Operating Cash Flow (OCF) measures the cash a business generates from its core operations during a period. Unlike net income, which includes non-cash items and accrual timing, OCF shows the actual cash moving through the business — a key signal of financial health and the ability to fund operations, pay debt, and reinvest. This calculator uses the indirect method, the most common approach on the statement of cash flows.
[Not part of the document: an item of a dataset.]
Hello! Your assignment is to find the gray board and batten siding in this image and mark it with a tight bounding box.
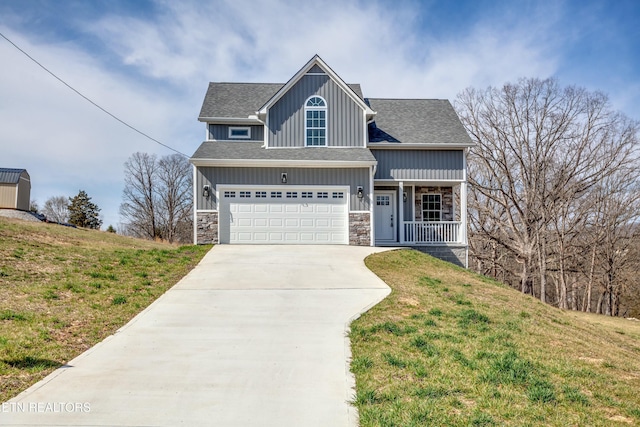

How to Use This Calculator
Enter three figures pulled from your financial statements: Net Income from the income statement, Non-Cash Expenses (such as depreciation and amortization added back), and the Change in Working Capital (current operating assets minus current operating liabilities for the period). The tool instantly returns your operating cash flow.
The Formula Explained
$$\text{OCF} = \text{Net Income} + \text{Non-Cash Expenses} - \text{Change in Working Capital}$$ Non-cash expenses like depreciation reduced net income but never used cash, so they are added back. An increase in working capital (e.g., more inventory or receivables) ties up cash, so it is subtracted; a decrease frees cash and increases OCF. If your working capital figure represents a decrease, enter it as a negative number.
Worked Example
A company reports net income of $100,000, depreciation and other non-cash expenses of $20,000, and a working capital increase of $15,000. $$\text{OCF} = 100{,}000 + 20{,}000 - 15{,}000 = \mathbf{\$105{,}000}$$ The business generated $105,000 in cash from operations despite reporting $100,000 in net income.
FAQ
What counts as a non-cash expense? Depreciation, amortization, stock-based compensation, and deferred taxes are common examples.
Why subtract change in working capital? Growing inventory or receivables consumes cash even when revenue is recorded, so an increase reduces cash flow.
Can OCF be negative? Yes — a negative result means operations consumed more cash than they produced, which may signal trouble if sustained.